According to Yeston, "It is a profound warning story, and shortly after Ballard found the Titanic, the [Challenger] blew up, because of an O-Ring, and that is when it really cemented in my mind, that this is a lesson we keep on learning. The Titanic was built to save lives – the idea was that the ship would be its own lifeboat."
He continued, "Our dreams are counterbalanced by our dreams and our failures, but as tragic as it is, this is a story of a ship that carried the dreams of a whole world, and we conceived of the show in that way."
Since its lavish Broadway outing, Titanic has been staged to much simpler effect in schools, community and regional theatres across the country and throughout the world. Over 71 productions of Titanic are currently scheduled for performance this year, many of which are staged to commemorate the centennial of the ship's maiden voyage and the tragedy.
Perhaps the most poignant of these productions is currently playing Belfast, Ireland, where Titanic was built. The Belfast Operatic Company first staged Titanic in 2005 and is remounting the production for the 100th anniversary at the Grand Opera House.
Performances began April 10, the day Titanic first set sail, and the run will conclude with a special 11:40 PM curtain on April 14. The time marks the exact moment the ship struck the iceberg. It took just under three hours for the luxury liner to sink, which is almost the running-time of the musical. The cast will sing the final "Godspeed Titanic" in the early morning hours of April 15, the date of the ship's sinking.
"It's certainly overwhelming, it's virtually the time it took the ship to sink. It's dramatic and extraordinary," said Yeston, who will be in attendance for the performances. "One mile from the theatre is the large open meadow leading out to the water where they built the ship. The Harland and Wolff crane was still there and so was the dry dock where the ship was constructed."
The city has also just opened Titanic Belfast, a new state-of-the-art museum documenting the history of the great ship.
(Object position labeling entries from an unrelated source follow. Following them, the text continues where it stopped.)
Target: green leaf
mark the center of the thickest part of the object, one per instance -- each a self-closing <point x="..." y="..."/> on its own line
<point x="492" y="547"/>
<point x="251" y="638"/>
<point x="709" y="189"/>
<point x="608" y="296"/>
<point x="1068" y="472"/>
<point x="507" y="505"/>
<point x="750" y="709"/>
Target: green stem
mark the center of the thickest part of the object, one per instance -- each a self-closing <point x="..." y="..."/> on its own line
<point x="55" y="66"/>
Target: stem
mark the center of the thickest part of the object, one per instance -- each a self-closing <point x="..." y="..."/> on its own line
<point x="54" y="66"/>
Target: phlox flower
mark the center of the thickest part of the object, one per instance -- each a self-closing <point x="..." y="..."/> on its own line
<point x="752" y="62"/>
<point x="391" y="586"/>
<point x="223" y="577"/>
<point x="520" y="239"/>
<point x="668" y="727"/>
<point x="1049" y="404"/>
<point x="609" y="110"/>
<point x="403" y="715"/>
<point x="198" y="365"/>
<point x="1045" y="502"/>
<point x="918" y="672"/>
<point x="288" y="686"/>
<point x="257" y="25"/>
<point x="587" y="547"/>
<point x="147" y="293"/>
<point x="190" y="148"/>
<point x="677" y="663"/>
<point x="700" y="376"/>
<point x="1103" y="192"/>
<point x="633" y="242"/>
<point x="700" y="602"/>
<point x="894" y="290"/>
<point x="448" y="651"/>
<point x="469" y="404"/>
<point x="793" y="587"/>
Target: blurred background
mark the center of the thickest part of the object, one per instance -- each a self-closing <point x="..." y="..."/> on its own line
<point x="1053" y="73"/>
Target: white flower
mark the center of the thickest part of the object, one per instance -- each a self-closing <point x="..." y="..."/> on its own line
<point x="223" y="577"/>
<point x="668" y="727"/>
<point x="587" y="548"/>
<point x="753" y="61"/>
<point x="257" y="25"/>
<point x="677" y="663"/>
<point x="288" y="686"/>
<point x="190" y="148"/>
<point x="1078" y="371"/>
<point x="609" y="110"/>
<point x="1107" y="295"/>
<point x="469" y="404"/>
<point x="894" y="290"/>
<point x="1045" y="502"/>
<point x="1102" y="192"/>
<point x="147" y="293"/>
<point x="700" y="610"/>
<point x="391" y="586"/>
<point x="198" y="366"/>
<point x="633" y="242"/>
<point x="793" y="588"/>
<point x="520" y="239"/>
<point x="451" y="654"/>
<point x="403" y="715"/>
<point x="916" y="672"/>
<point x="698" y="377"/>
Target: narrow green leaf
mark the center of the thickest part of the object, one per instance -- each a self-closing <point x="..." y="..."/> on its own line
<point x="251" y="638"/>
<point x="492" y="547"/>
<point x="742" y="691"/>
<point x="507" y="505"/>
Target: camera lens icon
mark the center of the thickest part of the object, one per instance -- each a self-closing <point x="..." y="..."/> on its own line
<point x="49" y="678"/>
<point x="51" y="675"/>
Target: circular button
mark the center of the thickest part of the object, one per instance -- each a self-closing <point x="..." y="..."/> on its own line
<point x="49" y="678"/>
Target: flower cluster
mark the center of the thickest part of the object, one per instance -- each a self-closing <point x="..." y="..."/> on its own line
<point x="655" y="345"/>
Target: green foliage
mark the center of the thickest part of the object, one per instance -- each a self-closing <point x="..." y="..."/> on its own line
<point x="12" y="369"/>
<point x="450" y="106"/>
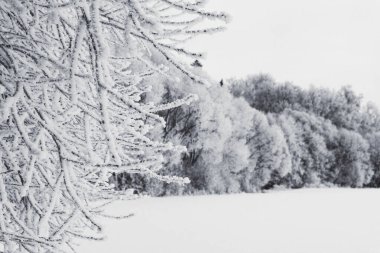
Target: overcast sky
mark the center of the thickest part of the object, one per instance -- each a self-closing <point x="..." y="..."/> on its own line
<point x="327" y="43"/>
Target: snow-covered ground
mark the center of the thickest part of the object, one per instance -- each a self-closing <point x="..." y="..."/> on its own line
<point x="299" y="221"/>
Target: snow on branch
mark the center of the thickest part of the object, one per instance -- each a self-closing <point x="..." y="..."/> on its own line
<point x="72" y="77"/>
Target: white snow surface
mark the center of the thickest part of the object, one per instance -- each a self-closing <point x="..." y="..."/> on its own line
<point x="296" y="221"/>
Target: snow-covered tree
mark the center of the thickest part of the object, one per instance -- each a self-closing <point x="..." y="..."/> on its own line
<point x="71" y="78"/>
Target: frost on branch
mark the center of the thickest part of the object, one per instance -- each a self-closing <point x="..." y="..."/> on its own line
<point x="71" y="78"/>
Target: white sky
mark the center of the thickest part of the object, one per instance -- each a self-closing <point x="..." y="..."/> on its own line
<point x="327" y="43"/>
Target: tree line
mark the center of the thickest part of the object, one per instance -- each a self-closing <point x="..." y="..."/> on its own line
<point x="256" y="134"/>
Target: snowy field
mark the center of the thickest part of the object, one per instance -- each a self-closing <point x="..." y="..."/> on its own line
<point x="299" y="221"/>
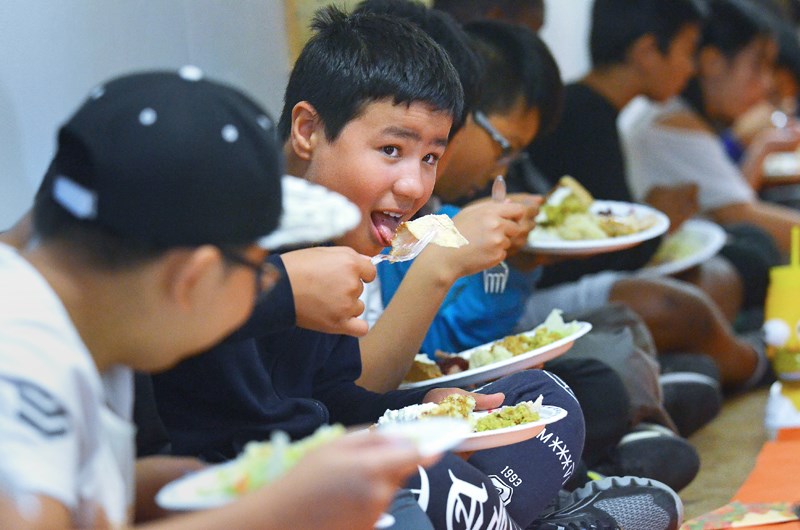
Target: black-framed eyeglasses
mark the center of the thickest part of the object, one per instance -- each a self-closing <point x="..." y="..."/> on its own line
<point x="507" y="151"/>
<point x="267" y="274"/>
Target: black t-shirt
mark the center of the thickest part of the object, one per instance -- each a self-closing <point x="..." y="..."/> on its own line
<point x="586" y="145"/>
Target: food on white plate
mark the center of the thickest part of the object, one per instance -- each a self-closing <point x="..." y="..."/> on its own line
<point x="552" y="329"/>
<point x="454" y="406"/>
<point x="422" y="369"/>
<point x="263" y="462"/>
<point x="566" y="198"/>
<point x="445" y="232"/>
<point x="463" y="407"/>
<point x="508" y="416"/>
<point x="679" y="245"/>
<point x="567" y="214"/>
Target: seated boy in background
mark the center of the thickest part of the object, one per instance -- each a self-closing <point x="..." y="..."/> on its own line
<point x="149" y="246"/>
<point x="375" y="133"/>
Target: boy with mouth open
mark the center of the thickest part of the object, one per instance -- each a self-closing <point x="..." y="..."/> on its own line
<point x="368" y="112"/>
<point x="150" y="233"/>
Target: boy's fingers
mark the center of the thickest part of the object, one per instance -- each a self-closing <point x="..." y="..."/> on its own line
<point x="488" y="401"/>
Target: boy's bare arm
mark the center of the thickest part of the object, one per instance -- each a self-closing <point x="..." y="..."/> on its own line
<point x="18" y="235"/>
<point x="326" y="283"/>
<point x="388" y="350"/>
<point x="344" y="485"/>
<point x="775" y="219"/>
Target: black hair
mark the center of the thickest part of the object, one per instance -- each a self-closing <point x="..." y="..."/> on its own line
<point x="448" y="34"/>
<point x="471" y="10"/>
<point x="355" y="60"/>
<point x="617" y="24"/>
<point x="788" y="48"/>
<point x="518" y="65"/>
<point x="732" y="25"/>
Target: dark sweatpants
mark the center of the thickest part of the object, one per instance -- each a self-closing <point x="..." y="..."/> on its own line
<point x="506" y="487"/>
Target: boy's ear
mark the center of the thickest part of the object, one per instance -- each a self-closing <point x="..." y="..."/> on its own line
<point x="710" y="61"/>
<point x="191" y="273"/>
<point x="306" y="130"/>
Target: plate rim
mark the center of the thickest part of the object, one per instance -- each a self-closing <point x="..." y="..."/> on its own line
<point x="478" y="441"/>
<point x="583" y="329"/>
<point x="716" y="240"/>
<point x="598" y="246"/>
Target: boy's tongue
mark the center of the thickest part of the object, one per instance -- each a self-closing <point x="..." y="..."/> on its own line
<point x="386" y="227"/>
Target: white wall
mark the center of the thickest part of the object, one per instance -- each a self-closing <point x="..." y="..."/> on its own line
<point x="53" y="51"/>
<point x="566" y="32"/>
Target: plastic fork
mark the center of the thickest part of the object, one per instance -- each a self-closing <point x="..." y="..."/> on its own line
<point x="405" y="252"/>
<point x="495" y="278"/>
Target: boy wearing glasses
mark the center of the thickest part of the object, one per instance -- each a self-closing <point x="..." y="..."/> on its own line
<point x="375" y="133"/>
<point x="152" y="224"/>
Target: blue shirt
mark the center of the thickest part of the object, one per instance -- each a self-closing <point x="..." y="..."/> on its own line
<point x="468" y="316"/>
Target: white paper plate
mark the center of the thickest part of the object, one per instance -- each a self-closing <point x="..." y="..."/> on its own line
<point x="562" y="247"/>
<point x="193" y="491"/>
<point x="782" y="165"/>
<point x="199" y="491"/>
<point x="708" y="238"/>
<point x="510" y="435"/>
<point x="505" y="367"/>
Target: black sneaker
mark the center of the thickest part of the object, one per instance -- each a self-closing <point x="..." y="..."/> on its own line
<point x="654" y="452"/>
<point x="615" y="503"/>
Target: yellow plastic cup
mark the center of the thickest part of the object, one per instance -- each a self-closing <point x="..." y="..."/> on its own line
<point x="782" y="315"/>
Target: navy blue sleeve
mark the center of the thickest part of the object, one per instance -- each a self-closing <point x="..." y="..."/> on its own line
<point x="348" y="403"/>
<point x="273" y="311"/>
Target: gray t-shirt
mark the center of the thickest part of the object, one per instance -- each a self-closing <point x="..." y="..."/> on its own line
<point x="658" y="155"/>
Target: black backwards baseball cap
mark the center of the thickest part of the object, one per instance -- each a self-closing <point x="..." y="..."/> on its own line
<point x="174" y="159"/>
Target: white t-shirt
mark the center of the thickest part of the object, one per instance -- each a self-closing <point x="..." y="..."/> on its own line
<point x="65" y="431"/>
<point x="665" y="156"/>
Yeston credits the musical's continued success in its ability to deliver audiences an emotionally compelling story that challenges their expectations of what they project will happen. But, as Stone also pointed out to Yeston, "It's one of those rare moments in history which has a beginning, middle and end."
"We start off with the Stoker coming out and kissing his girlfriend goodbye, saying, 'I'll see ya in two weeks,' as he sings, 'Fare thee well my darlin', I'll be back before a fortnight has passed.' So, the audience thinks they know the story, but from that point on, all best are off," he said.
"The reaction to what was happening to the Titanic was a perfectly human sequence of denial, followed by anger, followed by bargaining, followed by acceptance. But in every step along the way, the people are optimistic and will not accept the obvious tragedy that is befalling them, which is the essence of musical theatre. The show fights against expectation and underlines hope and dreams."